On Sep 5, 2013, at 12:31 AM, Peter Meilstrup wrote:
> Some experimentation with the below function should convince you that the
> runtime of the bit inside sys.time is proportional to size*number*times. I
> think it should only be proportional to number*times. The function is only
> manipulating a list of references to vectors and not trying to make changes
> to the vectors themselves.
>
> overcopying <- function(size, number, times) {
> #Make a list of NUMBER vectors of SIZE, then reorder the list. The
> #vectors themselves are never touched, only their references are
> #moved around.

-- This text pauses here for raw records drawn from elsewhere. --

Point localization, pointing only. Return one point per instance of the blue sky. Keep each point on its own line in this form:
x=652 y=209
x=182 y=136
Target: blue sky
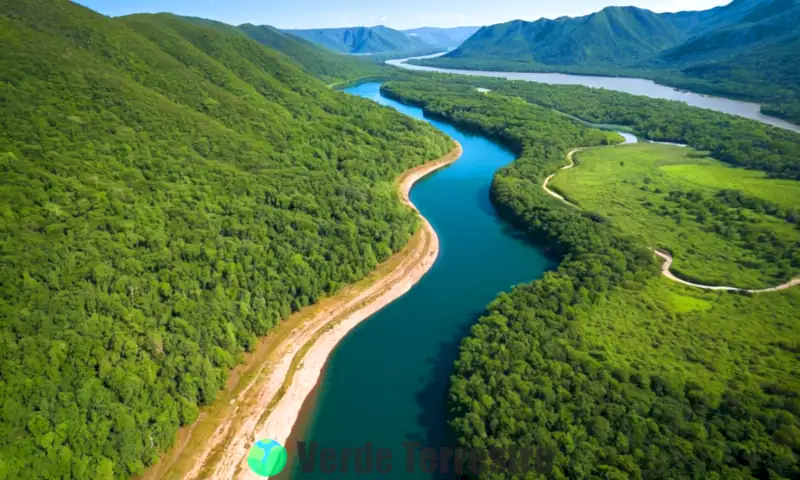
x=396 y=14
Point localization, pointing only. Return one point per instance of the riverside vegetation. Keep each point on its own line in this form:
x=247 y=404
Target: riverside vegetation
x=605 y=367
x=747 y=49
x=170 y=192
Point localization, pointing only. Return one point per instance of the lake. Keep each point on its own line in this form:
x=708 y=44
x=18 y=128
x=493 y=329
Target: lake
x=635 y=86
x=386 y=382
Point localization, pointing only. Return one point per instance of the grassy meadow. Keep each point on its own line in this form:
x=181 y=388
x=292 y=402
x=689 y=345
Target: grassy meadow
x=670 y=196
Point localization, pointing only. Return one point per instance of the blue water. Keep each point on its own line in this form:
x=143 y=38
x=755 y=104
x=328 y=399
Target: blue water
x=386 y=382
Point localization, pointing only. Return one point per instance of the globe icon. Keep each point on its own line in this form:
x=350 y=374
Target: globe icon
x=266 y=458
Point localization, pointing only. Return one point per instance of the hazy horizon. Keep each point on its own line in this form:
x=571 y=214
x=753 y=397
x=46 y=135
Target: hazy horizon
x=305 y=14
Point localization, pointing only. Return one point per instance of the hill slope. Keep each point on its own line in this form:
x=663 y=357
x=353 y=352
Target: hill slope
x=614 y=35
x=442 y=37
x=746 y=49
x=169 y=193
x=317 y=61
x=362 y=40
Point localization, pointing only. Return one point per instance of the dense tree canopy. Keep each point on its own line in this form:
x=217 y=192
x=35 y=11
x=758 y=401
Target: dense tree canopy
x=735 y=140
x=169 y=192
x=604 y=368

If R implements "copy on write" correctly the
> #elapsed time should be ~number*times.
> L <- replicate(number, list(vector("numeric", size)),
simplify=FALSE)
> system.time(for (i in 1:times) {
> L[sample(number)] <- L
> })
> }
>
> I see that duplicate.c makes a recursive copy of each element when it
> encounters a VECSXP or a LISTSXP, which it seems there should be no need
> for (it should be sufficient to make a shallow copy and ensure NAMED is set
> on the elements.)
>
> Why is R making apparently unnecessary deep copies?
>
Because ref counting is not recursive. Changing that breaks a quite a few
packages that abuse the fact that copies are currently deep. Main problem with
that is that it's pretty much impossible to detect it ahead of time. That
said, there are efforts underway by Luke Tierney and Michael Lawrence to see how
far we can go without breaking everything.
Cheers,
Simon